Giovanni Pascoli, una vita piena e dolorosa
Giovanni Pascoli nasce il 31 dicembre 1855 a San Mauro di Romagna, da una famiglia agiata. Il padre, Ruggiero, è fattore presso una delle tenute dei principi di Torlonia. La famiglia è molto numerosa: Giovanni è, infatti, il quarto di dieci figli.
L’infanzia di Giovanni trascorre in modo abbastanza sereno fino al 10 agosto 1867, quando una tragedia colpisce la casa: mentre torna dal mercato di Cesena, il padre di Giovanni Pascoli viene ucciso da alcuni spari. Comincia così un periodo di tristezza e difficoltà economiche, culminato con il trasferimento a San Mauro e poi a Rimini, dove il fratello maggiore di Giovanni ha trovato un ottimo lavoro.
Intanto, però, i lutti si susseguono rapidamente: nel 1868 muoiono la madre e la sorella maggiore, nel ’71 il fratello Luigi, nel ’76 Giacomo. Sebbene in difficoltà economiche, Giovanni riesce a completare i suoi studi classici e ad iscriversi alla facoltà di lettere con una borsa di studi all’Università di Bologna.
Nel 1887 la famiglia si trasferisce a Livorno, dove Giovanni Pascoli ottiene l’incarico di insegnante, dopo aver militato ed essere rimasto ferito e profondamente deluso dal mondo politico.
Le nozze di Ida e un nuovo incarico, stavolta come insegnante all’Università, stravolgono un’altra volta la vita del poeta, che si trasferisce con Mariù prima a Bologna e poi a Messina, dove ottiene l’incarico di professore di latino nell’ateneo siciliano.
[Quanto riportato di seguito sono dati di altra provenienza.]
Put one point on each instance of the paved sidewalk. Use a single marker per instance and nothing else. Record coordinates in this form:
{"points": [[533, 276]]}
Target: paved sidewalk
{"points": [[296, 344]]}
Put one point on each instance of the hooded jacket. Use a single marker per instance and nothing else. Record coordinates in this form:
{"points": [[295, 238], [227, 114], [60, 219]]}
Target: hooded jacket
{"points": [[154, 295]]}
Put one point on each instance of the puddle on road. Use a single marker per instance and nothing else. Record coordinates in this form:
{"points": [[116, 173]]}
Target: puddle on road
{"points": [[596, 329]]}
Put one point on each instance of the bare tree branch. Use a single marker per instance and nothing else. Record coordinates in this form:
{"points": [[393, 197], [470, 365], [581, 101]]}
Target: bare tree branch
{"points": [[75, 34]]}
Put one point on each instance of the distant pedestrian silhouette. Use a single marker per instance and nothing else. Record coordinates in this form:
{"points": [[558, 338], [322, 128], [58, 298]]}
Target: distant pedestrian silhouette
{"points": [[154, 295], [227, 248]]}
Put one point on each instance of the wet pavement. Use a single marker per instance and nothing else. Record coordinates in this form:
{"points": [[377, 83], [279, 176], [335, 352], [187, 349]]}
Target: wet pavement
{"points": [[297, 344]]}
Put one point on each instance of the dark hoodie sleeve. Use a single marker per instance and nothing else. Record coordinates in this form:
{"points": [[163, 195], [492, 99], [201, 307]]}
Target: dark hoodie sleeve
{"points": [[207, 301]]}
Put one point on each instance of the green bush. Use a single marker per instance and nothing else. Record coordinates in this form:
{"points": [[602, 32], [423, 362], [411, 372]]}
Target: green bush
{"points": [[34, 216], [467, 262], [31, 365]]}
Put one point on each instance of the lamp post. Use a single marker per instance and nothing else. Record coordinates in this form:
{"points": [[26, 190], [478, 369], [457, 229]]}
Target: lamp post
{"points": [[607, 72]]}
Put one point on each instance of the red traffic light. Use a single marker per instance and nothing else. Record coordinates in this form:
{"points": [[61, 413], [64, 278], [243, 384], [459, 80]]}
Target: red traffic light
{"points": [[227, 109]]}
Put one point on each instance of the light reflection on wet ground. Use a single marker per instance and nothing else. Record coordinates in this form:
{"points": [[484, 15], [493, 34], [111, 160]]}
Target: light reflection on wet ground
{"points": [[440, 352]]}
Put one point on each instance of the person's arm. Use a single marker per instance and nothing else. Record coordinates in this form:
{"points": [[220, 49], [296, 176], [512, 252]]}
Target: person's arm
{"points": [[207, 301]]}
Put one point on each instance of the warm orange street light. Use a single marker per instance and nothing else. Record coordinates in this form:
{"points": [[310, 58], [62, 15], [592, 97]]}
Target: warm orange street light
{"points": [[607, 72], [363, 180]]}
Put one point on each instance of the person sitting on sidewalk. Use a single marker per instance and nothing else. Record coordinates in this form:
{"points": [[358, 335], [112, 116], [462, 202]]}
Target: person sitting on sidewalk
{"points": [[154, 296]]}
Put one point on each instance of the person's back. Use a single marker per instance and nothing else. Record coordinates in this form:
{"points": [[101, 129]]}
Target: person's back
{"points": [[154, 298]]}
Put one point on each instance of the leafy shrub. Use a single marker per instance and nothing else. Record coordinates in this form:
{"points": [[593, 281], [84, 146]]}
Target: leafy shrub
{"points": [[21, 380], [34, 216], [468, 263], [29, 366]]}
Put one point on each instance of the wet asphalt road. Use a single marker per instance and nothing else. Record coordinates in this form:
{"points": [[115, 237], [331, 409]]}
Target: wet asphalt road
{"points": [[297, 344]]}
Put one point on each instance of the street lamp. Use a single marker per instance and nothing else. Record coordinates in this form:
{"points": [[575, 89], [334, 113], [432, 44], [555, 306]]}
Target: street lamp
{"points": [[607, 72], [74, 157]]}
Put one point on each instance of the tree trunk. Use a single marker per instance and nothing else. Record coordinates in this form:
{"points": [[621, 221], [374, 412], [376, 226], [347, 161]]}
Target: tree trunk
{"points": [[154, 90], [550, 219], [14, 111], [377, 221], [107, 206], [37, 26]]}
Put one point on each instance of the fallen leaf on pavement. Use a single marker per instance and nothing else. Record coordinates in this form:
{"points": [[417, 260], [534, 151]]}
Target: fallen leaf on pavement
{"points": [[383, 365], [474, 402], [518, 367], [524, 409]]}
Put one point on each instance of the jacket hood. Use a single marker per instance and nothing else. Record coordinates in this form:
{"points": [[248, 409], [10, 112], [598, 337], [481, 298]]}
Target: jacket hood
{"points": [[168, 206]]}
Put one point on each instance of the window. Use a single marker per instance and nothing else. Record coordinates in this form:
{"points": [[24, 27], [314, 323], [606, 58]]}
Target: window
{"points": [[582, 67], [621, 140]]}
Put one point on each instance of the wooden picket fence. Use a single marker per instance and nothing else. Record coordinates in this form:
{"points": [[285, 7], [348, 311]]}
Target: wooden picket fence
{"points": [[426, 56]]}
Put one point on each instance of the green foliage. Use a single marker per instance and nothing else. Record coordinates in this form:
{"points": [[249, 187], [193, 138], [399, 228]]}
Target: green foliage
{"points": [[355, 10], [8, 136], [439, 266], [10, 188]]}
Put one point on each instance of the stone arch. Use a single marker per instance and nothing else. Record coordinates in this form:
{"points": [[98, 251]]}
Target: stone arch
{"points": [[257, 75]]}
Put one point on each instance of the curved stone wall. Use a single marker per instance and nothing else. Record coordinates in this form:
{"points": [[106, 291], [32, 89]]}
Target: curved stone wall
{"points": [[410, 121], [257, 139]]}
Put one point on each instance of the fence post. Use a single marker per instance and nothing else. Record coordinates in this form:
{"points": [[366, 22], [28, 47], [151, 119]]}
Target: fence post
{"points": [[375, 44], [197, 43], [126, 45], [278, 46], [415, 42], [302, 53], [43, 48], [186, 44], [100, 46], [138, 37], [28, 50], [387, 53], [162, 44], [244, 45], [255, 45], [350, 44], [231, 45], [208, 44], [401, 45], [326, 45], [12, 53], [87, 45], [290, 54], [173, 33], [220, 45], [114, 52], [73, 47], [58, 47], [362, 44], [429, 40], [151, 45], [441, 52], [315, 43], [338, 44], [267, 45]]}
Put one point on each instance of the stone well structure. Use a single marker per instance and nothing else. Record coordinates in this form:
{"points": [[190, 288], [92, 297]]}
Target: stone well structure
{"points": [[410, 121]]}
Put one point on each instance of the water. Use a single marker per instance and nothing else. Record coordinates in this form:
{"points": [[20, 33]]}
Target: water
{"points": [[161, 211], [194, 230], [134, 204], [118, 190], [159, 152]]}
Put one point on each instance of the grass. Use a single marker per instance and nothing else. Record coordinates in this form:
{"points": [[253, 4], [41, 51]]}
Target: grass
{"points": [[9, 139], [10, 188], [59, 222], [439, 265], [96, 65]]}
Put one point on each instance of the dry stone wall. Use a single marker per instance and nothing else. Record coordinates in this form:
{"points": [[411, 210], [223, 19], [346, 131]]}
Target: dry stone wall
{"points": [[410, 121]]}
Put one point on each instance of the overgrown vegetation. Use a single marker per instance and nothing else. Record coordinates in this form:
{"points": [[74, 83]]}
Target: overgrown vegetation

Nel 1905, infine, viene nominato professore di letteratura italiana all’Università di Bologna, sostituendo il suo stesso maestro, Giosuè Carducci.
Gli ultimi anni sono per Pascoli anni schivi e impegnati soprattutto nella scrittura. È ormai un poeta noto agli italiani. Scrive discorsi pubblici e e componimenti patriottici. Muore il 6 aprile 1912 a causa di un male incurabile.